Delhi Proustians – Cemetery of Montparnasse, Paris

Searching for Proust’s people.

[Text and photos by Mayank Austen Soofi]

This is the address of a number of people who were related to novelist Marcel Proust.

The Delhi Walla is in the cemetery of Montparnasse, on the left bank of Paris. The tomb of writer-feminist Simone de Beauvoir, covered with lipstick marks made by her devotees, is adjacent to the entrance. But I’m looking for Charles Baudelaire, Proust’s most beloved poet. Man Ray, the only photographer to have taken a photo of Proust on his deathbed, too, is lying here. I’m also hunting for the grave of Brassaï, the photographer of nighttime Paris who died shortly after finishing work on his study of Proust. Samuel Beckett, who wrote a landmark manifesto on Proust in 1930, is also somewhere in this graveyard.

According to my 1937 edition of Baedeker’s Paris and its Environs, the cemetery is also home to 19th century literary critic Charles Augustin Sainte-Beuve, against whom Proust started writing a severely critical essay that later transformed into his seven-volume novel In Search of Lost Time.

Guy de Maupassant, inferior to Proust but still a great author, is also buried in Montparnasse.

But the cemetery is too large with too many dead people. Making my way through graves – so many of them are Jewish with stones placed on them – I try to look for Proust’s people, but I’m getting very tired and cold; it’s a windy and cloudy afternoon.

Many tombs are dotted with tufts of wet-green grass.

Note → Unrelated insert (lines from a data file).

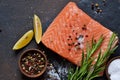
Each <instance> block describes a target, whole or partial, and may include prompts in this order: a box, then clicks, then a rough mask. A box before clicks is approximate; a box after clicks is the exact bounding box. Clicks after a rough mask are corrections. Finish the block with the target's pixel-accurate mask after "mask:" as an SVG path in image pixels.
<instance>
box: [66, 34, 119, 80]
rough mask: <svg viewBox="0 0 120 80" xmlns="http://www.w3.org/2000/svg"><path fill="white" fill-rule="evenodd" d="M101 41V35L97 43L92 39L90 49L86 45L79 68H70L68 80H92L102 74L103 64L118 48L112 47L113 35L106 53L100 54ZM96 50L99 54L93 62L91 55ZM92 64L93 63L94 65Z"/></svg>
mask: <svg viewBox="0 0 120 80" xmlns="http://www.w3.org/2000/svg"><path fill="white" fill-rule="evenodd" d="M103 40H104V37H103V35H102V36H101V37H100V38H99V40H98V41H97V42H95V41H94V38H93V39H92V46H91V47H90V45H89V44H87V51H86V53H87V54H86V55H85V54H84V51H83V52H82V61H81V66H77V67H76V69H75V70H74V69H73V68H70V70H69V71H68V80H92V79H94V78H96V77H99V76H100V73H101V72H103V71H104V69H105V63H106V61H107V59H108V58H109V57H110V55H111V54H112V53H113V52H114V51H115V50H116V48H117V47H118V46H113V45H115V43H116V34H115V33H113V34H112V36H111V38H110V41H109V44H108V47H107V49H106V51H105V52H104V53H102V51H101V49H100V46H101V44H102V42H103ZM98 49H99V54H98V57H97V61H96V62H95V61H94V60H95V58H94V57H92V55H93V54H94V52H95V51H96V50H98ZM93 62H95V64H94V65H93Z"/></svg>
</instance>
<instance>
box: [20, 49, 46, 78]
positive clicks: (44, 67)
mask: <svg viewBox="0 0 120 80" xmlns="http://www.w3.org/2000/svg"><path fill="white" fill-rule="evenodd" d="M18 65H19V68H20V71H21V72H22V73H23V74H24V75H25V76H27V77H30V78H36V77H39V76H41V75H42V74H43V73H44V72H45V70H46V67H47V57H46V55H45V54H44V52H42V51H41V50H38V49H28V50H25V51H24V52H23V53H22V54H21V55H20V57H19V61H18Z"/></svg>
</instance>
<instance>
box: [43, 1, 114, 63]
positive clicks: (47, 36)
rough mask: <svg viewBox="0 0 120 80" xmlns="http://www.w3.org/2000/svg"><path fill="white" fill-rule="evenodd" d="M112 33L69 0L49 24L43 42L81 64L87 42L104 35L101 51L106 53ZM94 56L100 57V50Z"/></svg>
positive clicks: (45, 43) (64, 57)
mask: <svg viewBox="0 0 120 80" xmlns="http://www.w3.org/2000/svg"><path fill="white" fill-rule="evenodd" d="M112 33H113V32H112V31H110V30H109V29H107V28H105V27H104V26H103V25H101V24H100V23H98V22H97V21H95V20H93V19H92V18H91V17H89V16H88V15H87V14H86V13H85V12H83V11H82V10H81V9H79V8H78V7H77V5H76V4H75V3H74V2H69V3H68V4H67V5H66V6H65V7H64V9H63V10H62V11H61V12H60V13H59V14H58V16H57V17H56V18H55V19H54V21H53V22H52V23H51V24H50V25H49V27H48V29H47V30H46V32H45V33H44V35H43V37H42V43H43V44H44V45H45V46H46V47H47V48H49V49H51V50H53V51H54V52H56V53H57V54H59V55H60V56H62V57H64V58H65V59H67V60H69V61H70V62H72V63H74V64H76V65H80V62H81V59H82V50H84V52H85V54H86V43H87V42H91V40H92V38H93V36H94V40H96V41H97V40H98V39H99V38H100V36H101V35H103V36H104V37H105V39H104V41H103V43H102V45H101V51H102V53H104V51H105V50H106V48H107V45H108V42H109V39H110V37H111V35H112ZM93 57H95V58H97V57H98V51H96V52H95V53H94V55H93Z"/></svg>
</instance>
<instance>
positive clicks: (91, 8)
mask: <svg viewBox="0 0 120 80" xmlns="http://www.w3.org/2000/svg"><path fill="white" fill-rule="evenodd" d="M91 9H92V10H94V3H93V2H92V3H91Z"/></svg>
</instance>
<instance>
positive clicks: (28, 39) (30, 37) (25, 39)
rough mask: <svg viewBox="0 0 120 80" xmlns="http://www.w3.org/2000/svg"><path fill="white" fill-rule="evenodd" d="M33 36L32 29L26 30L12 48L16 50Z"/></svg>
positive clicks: (31, 39)
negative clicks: (29, 29) (12, 47)
mask: <svg viewBox="0 0 120 80" xmlns="http://www.w3.org/2000/svg"><path fill="white" fill-rule="evenodd" d="M32 38H33V30H29V31H28V32H26V33H25V34H24V35H23V36H22V37H21V38H20V39H19V40H18V41H17V42H16V44H15V45H14V46H13V50H18V49H21V48H23V47H24V46H26V45H27V44H28V43H29V42H30V41H31V40H32Z"/></svg>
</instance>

Many others are buried under dry leaves. One tomb shows the sculpture of a man sitting against a book-lined wall. Another tomb has the bust of Da Vinci’s Mona Lisa.

Looking for Brassai, I stumble upon Susan Sontag – she was buried in Paris?! Somebody has placed yellow flowers on her black grave.

I walk and walk.

Not long after I return to the main avenue, and turn to take one final look at the cemetery. I then walk out, with my copy of Marcel Proust.